И мальчишка еще лежал вот неподвижно, в потолок пялился. Но с
него какой спрос?
— Значит... — Зима вытерла ладони о штаны. — Мишку сперва убили,
потом попытались выпить кровь, а когда не вышло, то сбросили со
скалы?
— Полагаю, именно так, — матушка быстро взяла себя в руки, и
только пальцы коснулись высокого кружевного воротника. — Но
вскрытие я все же проведу. Хочу попробовать окрасить ткани.
Проверить одну теорию... на это потребуется время. Поэтому пока вот
так.
— Спасибо, — Зима поклонилась. И пальцы её сжались в кулаки. А
Бекшеев спохватился.
— Как все-таки он умер?
— А я не сказала? Простите... шею ему сломали. Причем весьма
ловко, вот, — матушка вновь повернула голову парнишки в другую
сторону. — И это определенно не несчастный случай. И не
падение.
Ну в этом Бекшеев не сомневался.
А матушка аккуратно прикрыла мальчишку простыней.
— Я... чуть позже займусь подробнее, — теперь она явно
оправдывалась, и доказательством тому — легкий румянец на щеках. —
Вскрытие — это... долго. А должна зайти та милая девочка, Нина...
она так смущалась. И я обещала...
— Конечно, — Зима отступила от стола. — Одежда ведь вам не
нужна?
Матушка покачала головой.
— Я заберу.
Могла бы и не спрашивать. Она бы и не стала. У Бекшеева — точно,
а вот матушка его, это совсем-совсем другое.
Пускай.
Просто почему-то снова обидно. Как в детстве.
Наверное, прав был князь, когда ты дурак, это надолго.

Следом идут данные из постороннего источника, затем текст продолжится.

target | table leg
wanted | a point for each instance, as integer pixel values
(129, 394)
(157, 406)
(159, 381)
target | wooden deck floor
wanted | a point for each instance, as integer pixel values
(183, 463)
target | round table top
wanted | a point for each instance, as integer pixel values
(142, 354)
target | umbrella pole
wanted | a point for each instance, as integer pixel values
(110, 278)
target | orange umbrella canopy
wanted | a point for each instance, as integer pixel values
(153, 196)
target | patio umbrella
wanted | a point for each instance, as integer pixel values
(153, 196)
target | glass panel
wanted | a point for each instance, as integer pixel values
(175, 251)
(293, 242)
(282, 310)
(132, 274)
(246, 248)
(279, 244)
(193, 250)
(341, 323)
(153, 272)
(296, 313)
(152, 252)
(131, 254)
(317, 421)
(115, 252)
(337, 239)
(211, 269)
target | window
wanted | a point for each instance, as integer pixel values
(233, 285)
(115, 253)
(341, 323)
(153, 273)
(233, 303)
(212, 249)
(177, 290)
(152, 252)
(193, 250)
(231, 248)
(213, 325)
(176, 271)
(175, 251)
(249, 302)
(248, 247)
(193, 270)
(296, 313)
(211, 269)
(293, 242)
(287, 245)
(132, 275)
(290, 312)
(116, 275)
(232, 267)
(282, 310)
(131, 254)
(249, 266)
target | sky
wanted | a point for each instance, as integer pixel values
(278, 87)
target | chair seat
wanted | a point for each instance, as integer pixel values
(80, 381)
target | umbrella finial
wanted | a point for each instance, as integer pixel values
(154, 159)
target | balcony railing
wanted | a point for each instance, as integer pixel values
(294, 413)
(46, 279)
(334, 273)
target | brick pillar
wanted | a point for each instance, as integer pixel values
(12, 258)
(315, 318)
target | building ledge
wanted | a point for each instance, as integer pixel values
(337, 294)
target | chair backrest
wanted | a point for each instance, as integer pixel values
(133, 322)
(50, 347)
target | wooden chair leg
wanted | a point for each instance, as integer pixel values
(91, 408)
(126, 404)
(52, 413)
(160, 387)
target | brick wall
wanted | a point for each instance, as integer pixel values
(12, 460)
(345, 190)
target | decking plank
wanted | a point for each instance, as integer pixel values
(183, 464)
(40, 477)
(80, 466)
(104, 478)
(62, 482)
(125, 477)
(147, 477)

— У вас старых газет не будет? — Зима не поворачивалась к
мертвецу спиной, предпочла втиснуться в угол между столом, на
котором лежало тряпье, и стеной. — Надо забрать...
— В участок?
— Ну... не знаю. Ко мне. Там... там у меня много свободных
комнат, — она махнула рукой. — Надо... оно вряд ли, но никогда не
знаешь, где найдется след.
— Можно и здесь. Здесь тоже хватает свободных комнат. И не
только комнат.
Вдох.
И выдох.
— Что думаешь? — легкий поворот головы и взгляд.
— Пока ничего, — Бекшеев подошел. Одежда гляделась грязным
мокрым комом, из-под которого расползалась темная лужица воды. —
Мало... информации.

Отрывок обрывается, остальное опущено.